A new joint report by Google’s Threat Analysis Group (TAG) and Mandiant reveals that Russian cyberattacks against Ukraine surged 250% in 2022 compared to two years ago.
Targets coincided and have continued since the country’s military invasion of Ukraine in February 2022, targeting Ukrainian government and military organizations alongside critical infrastructure, utilities, public services and media sectors. Emphasis is placed on
“The first four months of 2022 saw more devastating cyberattacks in Ukraine than in the previous eight years, with attacks peaking around the start of the invasion,” said Mandiant.
As many as six unique strains of wipers, including WhisperGate, HermeticWiper, IsaacWiper, CaddyWiper, Industroyer2, and SDelete, have been deployed against Ukrainian networks, suggesting Russian actors are attempting to withhold persistent access. I’m here.
Phishing attacks targeting NATO member states surged 300% over the same period. These efforts were driven by a group affiliated with Russia called He PUSHCHA (aka Ghostwriter or UNC1151), backed by the Belarusian government.
“Russian government-backed attackers have made aggressive and multi-pronged efforts to gain a decisive wartime advantage in cyberspace, often with mixed results. ,” said TAG’s Shane Huntley.
Key actors involved in this effort include FROZENBARENTS (aka Sandworm or Voodoo Bear), FROZENLAKE (aka APT28 or Fancy Bear), COLDRIVER (aka Callisto Group), FROZENVISTA (aka DEV-0586 or UNC2589), and SUMMIT (aka Turla) included. or poisonous bear).
Aside from the increased intensity and frequency of operations, the aggression is also designed to undermine the Ukrainian government, destroy international support for Ukraine, and shape public perception with the aim of preserving Ukraine. Accompanied by the Kremlin engaged in secret and overt intelligence operations. Support in Russia.
“GRU-sponsored attackers can use access to steal sensitive information, expose it to the public to advance the narrative, or use the same access to conduct devastating cyberattacks and information manipulation campaigns. It was
This development, in a way that blurs the lines between financially motivated actors and hackers, is a ” It further points out “notable changes in the cybercrime ecosystem in Eastern Europe.” State-sponsored attackers.
This is evidenced by the fact that UAC-0098, the threat actor that delivered IcedID malware in the past, has been observed repurposing its technology to attack Ukraine as part of a series of ransomware attacks. It has been.

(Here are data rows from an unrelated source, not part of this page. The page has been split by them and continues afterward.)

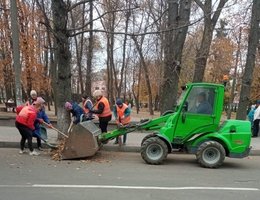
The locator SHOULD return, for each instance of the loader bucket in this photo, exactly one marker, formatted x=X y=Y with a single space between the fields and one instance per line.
x=82 y=141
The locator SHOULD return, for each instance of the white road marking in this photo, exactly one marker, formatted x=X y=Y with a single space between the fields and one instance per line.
x=128 y=187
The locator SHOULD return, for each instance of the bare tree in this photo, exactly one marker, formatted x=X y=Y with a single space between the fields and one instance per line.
x=63 y=57
x=253 y=43
x=16 y=52
x=178 y=20
x=210 y=21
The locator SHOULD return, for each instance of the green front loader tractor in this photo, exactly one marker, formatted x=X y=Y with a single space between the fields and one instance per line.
x=195 y=127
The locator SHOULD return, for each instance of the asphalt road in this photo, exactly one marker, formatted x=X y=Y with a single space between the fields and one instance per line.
x=118 y=175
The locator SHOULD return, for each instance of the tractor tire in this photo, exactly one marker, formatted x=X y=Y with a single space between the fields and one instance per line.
x=154 y=150
x=167 y=112
x=211 y=154
x=146 y=137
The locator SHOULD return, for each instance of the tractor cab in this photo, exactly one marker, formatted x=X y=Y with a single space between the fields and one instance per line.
x=199 y=111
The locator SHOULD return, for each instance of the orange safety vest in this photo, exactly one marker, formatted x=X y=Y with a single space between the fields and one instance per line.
x=86 y=110
x=27 y=116
x=120 y=114
x=106 y=112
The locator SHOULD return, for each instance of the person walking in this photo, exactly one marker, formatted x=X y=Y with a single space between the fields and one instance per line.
x=122 y=115
x=87 y=105
x=256 y=119
x=102 y=110
x=33 y=97
x=41 y=116
x=24 y=122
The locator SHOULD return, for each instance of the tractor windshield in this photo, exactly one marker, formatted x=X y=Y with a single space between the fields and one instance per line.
x=182 y=95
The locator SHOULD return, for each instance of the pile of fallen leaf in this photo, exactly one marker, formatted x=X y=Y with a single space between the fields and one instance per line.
x=98 y=157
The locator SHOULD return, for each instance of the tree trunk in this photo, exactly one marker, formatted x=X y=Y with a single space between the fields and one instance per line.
x=90 y=52
x=209 y=25
x=63 y=56
x=146 y=75
x=253 y=42
x=178 y=20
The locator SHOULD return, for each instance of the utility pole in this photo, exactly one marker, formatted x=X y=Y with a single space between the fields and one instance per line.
x=16 y=52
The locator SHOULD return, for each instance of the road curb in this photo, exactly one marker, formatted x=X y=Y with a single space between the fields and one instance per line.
x=112 y=148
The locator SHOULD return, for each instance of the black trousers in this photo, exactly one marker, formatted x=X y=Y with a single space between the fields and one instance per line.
x=256 y=127
x=26 y=134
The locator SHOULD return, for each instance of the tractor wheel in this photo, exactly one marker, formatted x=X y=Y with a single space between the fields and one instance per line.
x=167 y=112
x=146 y=137
x=210 y=154
x=154 y=150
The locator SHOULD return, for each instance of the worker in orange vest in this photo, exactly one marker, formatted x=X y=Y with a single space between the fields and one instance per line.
x=122 y=115
x=25 y=119
x=87 y=105
x=102 y=110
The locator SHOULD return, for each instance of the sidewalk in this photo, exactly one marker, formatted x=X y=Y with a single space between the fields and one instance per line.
x=10 y=138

Some members of UAC-0098 are believed to be former members of the now-defunct Conti cybercriminal group. TrickBot, which was absorbed into Conti’s operations before it was shut down last year, has also become a method of systematically targeting Ukraine.

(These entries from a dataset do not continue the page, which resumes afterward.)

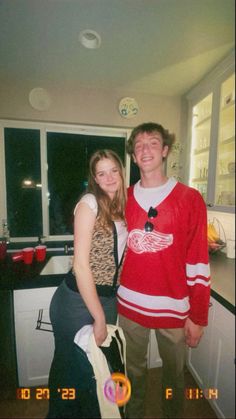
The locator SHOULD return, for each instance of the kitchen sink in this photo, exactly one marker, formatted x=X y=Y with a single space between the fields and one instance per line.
x=58 y=265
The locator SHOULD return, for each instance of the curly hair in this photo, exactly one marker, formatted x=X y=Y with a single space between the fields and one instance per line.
x=150 y=127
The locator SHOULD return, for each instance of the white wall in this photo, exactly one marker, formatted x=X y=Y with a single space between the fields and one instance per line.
x=89 y=106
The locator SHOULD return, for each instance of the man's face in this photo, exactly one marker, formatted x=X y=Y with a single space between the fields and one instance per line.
x=149 y=151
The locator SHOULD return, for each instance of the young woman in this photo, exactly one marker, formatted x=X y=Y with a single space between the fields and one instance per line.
x=88 y=293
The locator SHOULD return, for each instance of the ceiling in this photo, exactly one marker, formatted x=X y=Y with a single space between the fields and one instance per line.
x=159 y=47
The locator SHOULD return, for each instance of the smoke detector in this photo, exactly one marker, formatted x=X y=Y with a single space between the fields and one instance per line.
x=90 y=39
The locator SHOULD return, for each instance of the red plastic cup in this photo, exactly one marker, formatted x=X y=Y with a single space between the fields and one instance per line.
x=3 y=250
x=28 y=254
x=40 y=253
x=16 y=257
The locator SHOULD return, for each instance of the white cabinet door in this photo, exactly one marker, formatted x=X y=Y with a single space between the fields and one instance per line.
x=198 y=358
x=222 y=366
x=212 y=363
x=34 y=348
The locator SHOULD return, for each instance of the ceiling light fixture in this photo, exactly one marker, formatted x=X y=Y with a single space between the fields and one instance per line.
x=90 y=39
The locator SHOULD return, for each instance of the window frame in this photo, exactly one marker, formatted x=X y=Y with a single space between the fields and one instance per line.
x=44 y=128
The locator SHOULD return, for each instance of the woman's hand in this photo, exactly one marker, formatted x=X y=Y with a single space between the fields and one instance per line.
x=100 y=332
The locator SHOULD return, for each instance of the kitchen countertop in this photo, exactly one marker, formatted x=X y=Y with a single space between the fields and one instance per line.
x=223 y=279
x=17 y=275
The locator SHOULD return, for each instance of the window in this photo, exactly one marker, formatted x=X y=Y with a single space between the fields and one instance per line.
x=46 y=172
x=23 y=182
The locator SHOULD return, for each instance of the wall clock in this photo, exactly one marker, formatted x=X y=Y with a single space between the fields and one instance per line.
x=128 y=107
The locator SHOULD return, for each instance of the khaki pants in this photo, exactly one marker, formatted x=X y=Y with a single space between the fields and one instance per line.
x=172 y=350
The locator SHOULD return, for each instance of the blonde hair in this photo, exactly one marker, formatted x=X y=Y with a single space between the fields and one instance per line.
x=108 y=209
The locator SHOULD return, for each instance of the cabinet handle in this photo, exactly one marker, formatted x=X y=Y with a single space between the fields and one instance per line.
x=40 y=322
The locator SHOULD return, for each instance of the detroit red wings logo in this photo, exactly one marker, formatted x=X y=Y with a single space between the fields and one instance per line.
x=141 y=241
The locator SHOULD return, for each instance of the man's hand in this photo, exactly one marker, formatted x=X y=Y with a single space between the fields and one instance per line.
x=193 y=333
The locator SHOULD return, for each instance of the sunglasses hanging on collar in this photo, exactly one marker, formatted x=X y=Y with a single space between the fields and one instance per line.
x=152 y=213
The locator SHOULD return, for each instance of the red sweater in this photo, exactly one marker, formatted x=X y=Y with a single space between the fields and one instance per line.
x=166 y=276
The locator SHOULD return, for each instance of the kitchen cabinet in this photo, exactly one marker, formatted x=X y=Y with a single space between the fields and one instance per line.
x=211 y=137
x=34 y=347
x=212 y=363
x=8 y=380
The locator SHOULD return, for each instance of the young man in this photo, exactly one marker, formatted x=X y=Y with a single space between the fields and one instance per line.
x=165 y=282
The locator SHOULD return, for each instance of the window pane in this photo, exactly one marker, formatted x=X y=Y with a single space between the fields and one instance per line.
x=68 y=158
x=23 y=182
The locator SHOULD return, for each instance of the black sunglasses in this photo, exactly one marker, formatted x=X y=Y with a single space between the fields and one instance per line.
x=152 y=213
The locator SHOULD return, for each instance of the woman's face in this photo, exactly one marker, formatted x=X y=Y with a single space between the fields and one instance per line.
x=108 y=176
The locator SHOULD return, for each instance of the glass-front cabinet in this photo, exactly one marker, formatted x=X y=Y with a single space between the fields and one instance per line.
x=201 y=131
x=211 y=146
x=225 y=167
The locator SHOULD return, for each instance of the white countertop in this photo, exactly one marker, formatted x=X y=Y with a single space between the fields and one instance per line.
x=223 y=276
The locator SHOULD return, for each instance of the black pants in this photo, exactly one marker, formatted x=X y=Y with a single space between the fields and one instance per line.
x=71 y=379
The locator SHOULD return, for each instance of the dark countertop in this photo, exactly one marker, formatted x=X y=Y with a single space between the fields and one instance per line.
x=17 y=275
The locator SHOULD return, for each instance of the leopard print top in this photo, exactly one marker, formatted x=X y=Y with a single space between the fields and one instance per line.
x=103 y=256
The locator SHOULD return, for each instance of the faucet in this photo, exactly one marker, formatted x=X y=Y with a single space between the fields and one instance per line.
x=67 y=248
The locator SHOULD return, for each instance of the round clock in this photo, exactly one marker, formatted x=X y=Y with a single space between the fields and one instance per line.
x=128 y=107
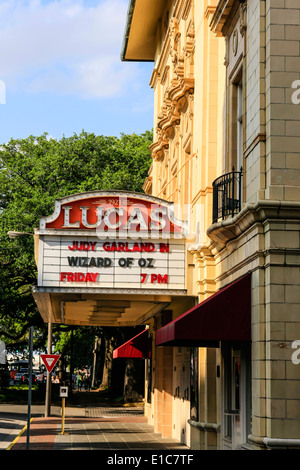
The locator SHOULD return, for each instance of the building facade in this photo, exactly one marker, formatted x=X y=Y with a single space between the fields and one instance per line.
x=224 y=374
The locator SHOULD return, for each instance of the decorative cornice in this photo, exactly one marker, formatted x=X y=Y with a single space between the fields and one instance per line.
x=221 y=233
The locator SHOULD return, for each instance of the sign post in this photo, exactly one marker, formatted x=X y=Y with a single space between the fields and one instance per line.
x=49 y=361
x=63 y=392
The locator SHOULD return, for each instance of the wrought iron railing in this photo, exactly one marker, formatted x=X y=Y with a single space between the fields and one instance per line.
x=227 y=195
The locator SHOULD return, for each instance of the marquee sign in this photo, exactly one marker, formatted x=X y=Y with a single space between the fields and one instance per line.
x=112 y=241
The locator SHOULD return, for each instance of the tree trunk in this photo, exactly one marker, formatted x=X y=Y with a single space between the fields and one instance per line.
x=134 y=380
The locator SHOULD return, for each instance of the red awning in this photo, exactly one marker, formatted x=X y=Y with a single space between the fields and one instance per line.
x=225 y=316
x=137 y=347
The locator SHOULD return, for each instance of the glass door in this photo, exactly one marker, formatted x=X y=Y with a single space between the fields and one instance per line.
x=237 y=397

Due to the ongoing conflict, Chinese government-backed actors such as CURIOUS GORGE (a.k.a. UNC3742) and BASIN (a.k.a. Mustang Panda) have shifted their intelligence gathering focus to targets in Ukraine and Western Europe.

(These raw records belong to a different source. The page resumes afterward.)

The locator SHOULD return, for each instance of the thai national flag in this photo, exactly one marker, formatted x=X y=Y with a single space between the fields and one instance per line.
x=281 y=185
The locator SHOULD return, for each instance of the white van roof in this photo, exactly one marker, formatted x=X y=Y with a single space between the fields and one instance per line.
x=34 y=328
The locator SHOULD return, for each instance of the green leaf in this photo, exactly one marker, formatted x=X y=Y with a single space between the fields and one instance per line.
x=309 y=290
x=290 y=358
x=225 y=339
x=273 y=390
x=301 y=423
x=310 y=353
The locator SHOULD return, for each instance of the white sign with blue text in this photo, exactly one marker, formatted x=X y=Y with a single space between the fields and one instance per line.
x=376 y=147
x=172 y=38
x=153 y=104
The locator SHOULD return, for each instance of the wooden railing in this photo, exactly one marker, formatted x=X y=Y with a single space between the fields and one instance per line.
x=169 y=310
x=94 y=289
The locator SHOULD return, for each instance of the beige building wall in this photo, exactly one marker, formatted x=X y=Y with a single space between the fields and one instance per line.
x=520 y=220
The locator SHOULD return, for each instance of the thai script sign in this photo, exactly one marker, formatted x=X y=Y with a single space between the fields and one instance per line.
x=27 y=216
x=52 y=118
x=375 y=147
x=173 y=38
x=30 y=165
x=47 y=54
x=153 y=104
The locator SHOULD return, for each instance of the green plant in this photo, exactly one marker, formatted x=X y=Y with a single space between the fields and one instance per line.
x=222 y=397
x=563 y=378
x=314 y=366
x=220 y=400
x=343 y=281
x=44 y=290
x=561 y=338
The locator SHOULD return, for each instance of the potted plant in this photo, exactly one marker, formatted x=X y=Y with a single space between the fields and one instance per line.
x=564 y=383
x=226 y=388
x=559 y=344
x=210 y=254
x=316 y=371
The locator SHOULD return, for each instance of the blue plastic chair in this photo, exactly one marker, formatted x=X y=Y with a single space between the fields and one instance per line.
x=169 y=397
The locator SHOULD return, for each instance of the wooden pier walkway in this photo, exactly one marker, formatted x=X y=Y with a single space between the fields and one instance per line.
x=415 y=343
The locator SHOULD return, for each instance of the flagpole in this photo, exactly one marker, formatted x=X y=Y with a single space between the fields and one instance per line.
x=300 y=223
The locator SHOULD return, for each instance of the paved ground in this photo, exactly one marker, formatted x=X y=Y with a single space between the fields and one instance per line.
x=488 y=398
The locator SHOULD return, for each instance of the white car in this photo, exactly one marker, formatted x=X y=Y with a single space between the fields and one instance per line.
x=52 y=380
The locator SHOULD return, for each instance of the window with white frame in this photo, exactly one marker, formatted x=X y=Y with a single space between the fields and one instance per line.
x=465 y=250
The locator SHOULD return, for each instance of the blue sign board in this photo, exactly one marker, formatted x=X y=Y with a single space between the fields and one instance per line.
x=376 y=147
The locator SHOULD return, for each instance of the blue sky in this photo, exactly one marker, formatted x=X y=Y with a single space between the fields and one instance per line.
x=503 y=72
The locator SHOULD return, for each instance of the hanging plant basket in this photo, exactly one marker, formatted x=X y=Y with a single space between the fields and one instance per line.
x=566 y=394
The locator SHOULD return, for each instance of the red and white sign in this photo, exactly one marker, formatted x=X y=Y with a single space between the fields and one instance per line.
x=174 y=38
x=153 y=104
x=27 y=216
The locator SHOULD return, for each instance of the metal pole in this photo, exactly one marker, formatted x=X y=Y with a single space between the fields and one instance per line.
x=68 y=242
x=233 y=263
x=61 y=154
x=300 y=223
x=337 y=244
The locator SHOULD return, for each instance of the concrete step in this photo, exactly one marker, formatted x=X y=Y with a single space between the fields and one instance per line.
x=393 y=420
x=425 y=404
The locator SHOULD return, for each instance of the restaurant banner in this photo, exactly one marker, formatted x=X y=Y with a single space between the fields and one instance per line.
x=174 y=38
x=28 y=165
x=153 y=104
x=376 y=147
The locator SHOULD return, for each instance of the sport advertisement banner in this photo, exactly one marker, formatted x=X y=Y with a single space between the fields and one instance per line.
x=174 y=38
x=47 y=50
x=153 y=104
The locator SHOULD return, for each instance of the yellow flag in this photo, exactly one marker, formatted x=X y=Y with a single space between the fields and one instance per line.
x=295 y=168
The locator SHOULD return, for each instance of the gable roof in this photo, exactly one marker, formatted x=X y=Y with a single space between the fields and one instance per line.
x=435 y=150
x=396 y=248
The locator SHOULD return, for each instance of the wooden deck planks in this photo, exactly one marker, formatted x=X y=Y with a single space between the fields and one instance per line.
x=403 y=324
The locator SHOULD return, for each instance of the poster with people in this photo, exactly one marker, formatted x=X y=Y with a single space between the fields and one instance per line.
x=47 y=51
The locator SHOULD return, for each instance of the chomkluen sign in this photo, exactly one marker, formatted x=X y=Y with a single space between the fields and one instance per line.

“It is clear that cyber will continue to play an integral role in future armed conflicts, complementing traditional forms of warfare,” said Huntley.
The disclosure, which the Ukrainian Computer Emergency Response Team (CERT-UA) claims to be a critical security update, actually contains an executable file that leads to the deployment of remote desktop control software on infected systems. , when it warned about phishing emails targeting organizations and institutions.
CERT-UA attributed this operation to a threat actor tracking it under the name UAC-0096. This was previously detected employing the same modus operandi in the weeks leading up to the war in late January 2022.
“It has been a year since Russia launched its full-scale invasion of Ukraine, but Russia is still struggling to overcome months of strategic and tactical failures, leaving Ukraine to We have not succeeded in bringing it under control,” said cybersecurity firm Recorded Future in a report released earlier this month.
“Despite Russia’s traditional military retreat and failure to materially advance its plans through cyber operations, Russia maintains its intention to bring Ukraine under Russian control,” it added. , also emphasized “rapid military cooperation with Iran and North Korea.”